The issue with bands is that evolution of values and identities happens at different times to different members. We, as the public, find it hard to identify with 4 or 5 individuals equally. We naturally elevate one or – at the most – two members of the band to star status. This is typically the lead singer. That can be a tough pill to swallow for the rest of the band who play just beyond the reach of the spotlight. That is, in part, what happened to the Tragically Hip. When you have a mesmerizing front man, it’s hard not to focus on him. Gord Downie was moving at a different speed than the rest of the Hip.

But an equally interesting thing is what happens to the fans of the band. Not only do the members get their identify from the band. If we follow a band, we also get part of our identity from that band. And when that band breaks up, we lose a piece of ourselves. We still haven’t forgiven Yoko Ono for breaking up the Beatles, and that supposedly happened (we should blame social identity theory rather than Yoko) over 50 years ago.

I think the Tragically Hip also knew Canada would never forgive them if they broke up.
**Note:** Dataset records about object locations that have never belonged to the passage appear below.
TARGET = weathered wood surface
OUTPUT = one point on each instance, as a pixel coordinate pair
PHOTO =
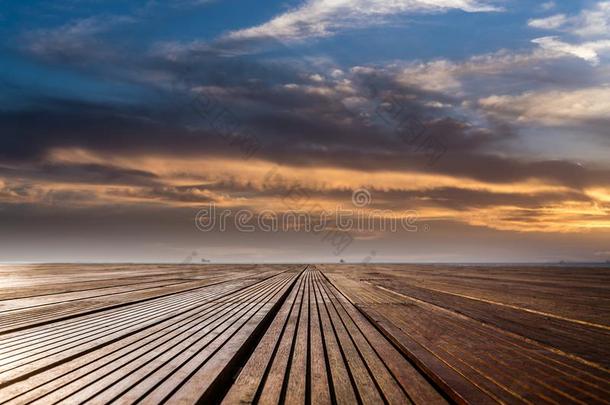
(517, 335)
(304, 334)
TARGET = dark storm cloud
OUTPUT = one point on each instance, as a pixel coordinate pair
(80, 173)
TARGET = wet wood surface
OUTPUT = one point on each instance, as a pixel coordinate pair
(322, 334)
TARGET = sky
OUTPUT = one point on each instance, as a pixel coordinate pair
(484, 122)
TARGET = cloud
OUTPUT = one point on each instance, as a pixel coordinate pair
(588, 51)
(321, 18)
(592, 25)
(547, 23)
(553, 108)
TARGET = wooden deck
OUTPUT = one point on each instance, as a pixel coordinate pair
(366, 334)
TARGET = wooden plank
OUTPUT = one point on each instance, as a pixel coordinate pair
(253, 375)
(398, 379)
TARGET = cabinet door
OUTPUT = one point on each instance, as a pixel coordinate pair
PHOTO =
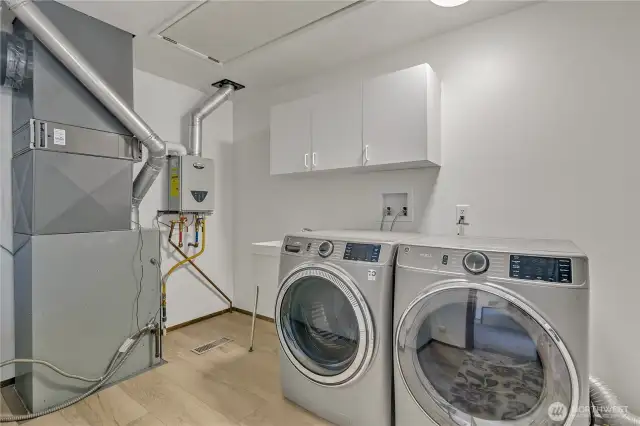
(291, 137)
(336, 128)
(395, 117)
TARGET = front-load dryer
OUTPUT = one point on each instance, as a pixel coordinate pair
(491, 332)
(333, 317)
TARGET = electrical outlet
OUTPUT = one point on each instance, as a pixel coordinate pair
(398, 203)
(462, 213)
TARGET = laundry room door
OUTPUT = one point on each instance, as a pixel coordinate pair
(475, 354)
(324, 324)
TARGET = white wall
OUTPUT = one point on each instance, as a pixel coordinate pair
(163, 104)
(540, 137)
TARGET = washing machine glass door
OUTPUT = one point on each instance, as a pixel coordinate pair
(324, 324)
(473, 353)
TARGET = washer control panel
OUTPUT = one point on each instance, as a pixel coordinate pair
(362, 252)
(538, 268)
(370, 252)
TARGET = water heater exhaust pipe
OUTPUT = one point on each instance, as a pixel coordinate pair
(61, 48)
(200, 112)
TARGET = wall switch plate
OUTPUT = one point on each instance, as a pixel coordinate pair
(397, 201)
(462, 211)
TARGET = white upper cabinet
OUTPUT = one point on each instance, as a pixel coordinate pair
(388, 122)
(401, 118)
(336, 128)
(291, 137)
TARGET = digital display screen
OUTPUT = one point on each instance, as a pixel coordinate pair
(537, 268)
(362, 252)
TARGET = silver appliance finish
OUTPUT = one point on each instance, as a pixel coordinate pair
(60, 193)
(554, 315)
(355, 391)
(52, 94)
(40, 24)
(191, 184)
(75, 303)
(39, 134)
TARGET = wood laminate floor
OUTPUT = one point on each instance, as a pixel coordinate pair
(227, 386)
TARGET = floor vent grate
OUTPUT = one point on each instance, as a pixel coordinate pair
(211, 345)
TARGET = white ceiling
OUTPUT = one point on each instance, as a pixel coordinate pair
(357, 32)
(225, 30)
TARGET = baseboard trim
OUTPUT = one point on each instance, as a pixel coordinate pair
(262, 317)
(8, 382)
(197, 320)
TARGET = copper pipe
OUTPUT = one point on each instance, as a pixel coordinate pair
(222, 293)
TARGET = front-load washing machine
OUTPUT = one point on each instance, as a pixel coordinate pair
(491, 332)
(333, 317)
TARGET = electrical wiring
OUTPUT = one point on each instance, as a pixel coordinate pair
(127, 348)
(139, 289)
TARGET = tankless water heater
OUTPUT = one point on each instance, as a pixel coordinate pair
(191, 181)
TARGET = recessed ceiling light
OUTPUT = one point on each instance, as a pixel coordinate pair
(449, 3)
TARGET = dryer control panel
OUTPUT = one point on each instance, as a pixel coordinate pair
(539, 268)
(550, 269)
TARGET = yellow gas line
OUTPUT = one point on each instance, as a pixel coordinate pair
(178, 265)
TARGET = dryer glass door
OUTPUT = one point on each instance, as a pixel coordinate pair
(474, 354)
(324, 324)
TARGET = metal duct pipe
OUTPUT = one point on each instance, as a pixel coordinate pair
(607, 403)
(201, 112)
(61, 48)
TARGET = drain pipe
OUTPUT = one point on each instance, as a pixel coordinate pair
(200, 112)
(607, 404)
(61, 48)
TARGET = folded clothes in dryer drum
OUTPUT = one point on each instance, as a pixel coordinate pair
(490, 385)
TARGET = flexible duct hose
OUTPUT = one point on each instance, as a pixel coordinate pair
(114, 366)
(607, 403)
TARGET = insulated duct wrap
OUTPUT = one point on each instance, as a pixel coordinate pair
(14, 61)
(49, 35)
(608, 404)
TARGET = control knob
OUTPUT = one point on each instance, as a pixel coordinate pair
(325, 249)
(475, 262)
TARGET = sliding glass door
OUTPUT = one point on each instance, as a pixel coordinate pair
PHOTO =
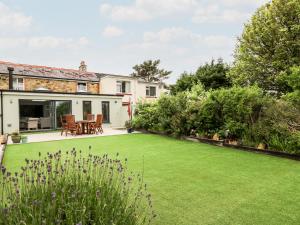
(86, 108)
(105, 112)
(61, 108)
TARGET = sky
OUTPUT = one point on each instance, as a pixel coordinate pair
(113, 36)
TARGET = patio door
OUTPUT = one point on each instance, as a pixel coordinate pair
(105, 112)
(61, 108)
(86, 108)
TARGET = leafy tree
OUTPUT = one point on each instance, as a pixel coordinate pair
(268, 46)
(293, 80)
(213, 75)
(149, 71)
(184, 83)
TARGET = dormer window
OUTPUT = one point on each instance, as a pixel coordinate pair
(150, 91)
(81, 87)
(18, 83)
(123, 87)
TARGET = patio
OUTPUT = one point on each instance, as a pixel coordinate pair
(56, 136)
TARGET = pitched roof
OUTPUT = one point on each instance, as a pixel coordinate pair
(48, 72)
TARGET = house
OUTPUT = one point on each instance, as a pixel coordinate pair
(132, 89)
(34, 97)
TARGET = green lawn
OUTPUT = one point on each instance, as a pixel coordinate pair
(195, 183)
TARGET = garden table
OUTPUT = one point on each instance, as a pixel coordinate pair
(85, 126)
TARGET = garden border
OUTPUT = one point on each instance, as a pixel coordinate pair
(2, 148)
(221, 143)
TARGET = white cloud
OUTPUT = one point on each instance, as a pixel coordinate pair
(12, 20)
(112, 31)
(44, 42)
(181, 41)
(221, 11)
(215, 14)
(142, 10)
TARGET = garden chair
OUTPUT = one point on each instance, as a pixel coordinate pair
(90, 117)
(96, 127)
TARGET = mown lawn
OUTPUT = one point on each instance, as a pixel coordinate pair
(195, 183)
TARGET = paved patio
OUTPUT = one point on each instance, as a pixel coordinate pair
(54, 136)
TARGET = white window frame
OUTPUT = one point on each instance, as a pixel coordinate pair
(78, 85)
(148, 89)
(16, 85)
(119, 86)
We needed to believe in 5 guys who were happy to be famous in Canada, who more than once flipped US-based stardom the bird (including getting high before their SNL debut) and who banded together to create great music for the world – but especially Canada – to enjoy. 

There’s nothing new about us common folks looking to the famous to help define ourselves. We’ve been doing that for centuries. But there is a difference when we look to get that identity from a group rather than an individual. Canada has lots of stars – singular – that we could identify with: Celine Dion, Drake, Justin Bieber. So why did 5 guys from Kingston, Ontario become the ones we chose as our identity badge? We did we resist the urge to look for an individual star and chose the Tragically Hip instead?

I think part of it was what I wrote before: the Tragically Hip appealed to Canadians because they stayed in Canada and gained a very Canadian type of stardom. But I also think Canadians liked the idea of identifying with a group rather than an individual. That was a good fit for our shared values.

Let’s do a little “napkin-back” testing of that hypothesis. If Canadians looked to a band for identity, would a more individualistic culture – like the U.S. – be more likely to look for that identify in individuals?

Given U.S. domination of pretty much every type of culture, you would expect it to also dominate a list of the greatest bands of all time. But a little research on Google will tell you that of a typical Top 10 list of the Greatest Bands, about two-thirds are British. There are a few that are American, but they are typically named with the same formula: Lead Singer + the Name of Band. For example: Prince and the Revolution, Joan Jett and the Blackhearts, Bruce Springsteen and the E Street Band. There are exceptions, but I was surprised how few really famous US based bands have names that are not tied to a person or persons in the band (Nirvana and The Eagles are two that come to mind).

Let’s try another angle: as our culture becomes more individualistic – as it undoubtedly has over the last 3 decades – would our search for identity follow a similar trend? There again, the proof seems to be in our playlists. If you look for the greatest hits of the last 20 years, you will find very few bands in there. Maroon 5 seems to be the only band that creeps into the top 20.

Be that as it may, I recommend taking 256 minutes to learn what Canadians already know: The Tragically Hip kicked ass!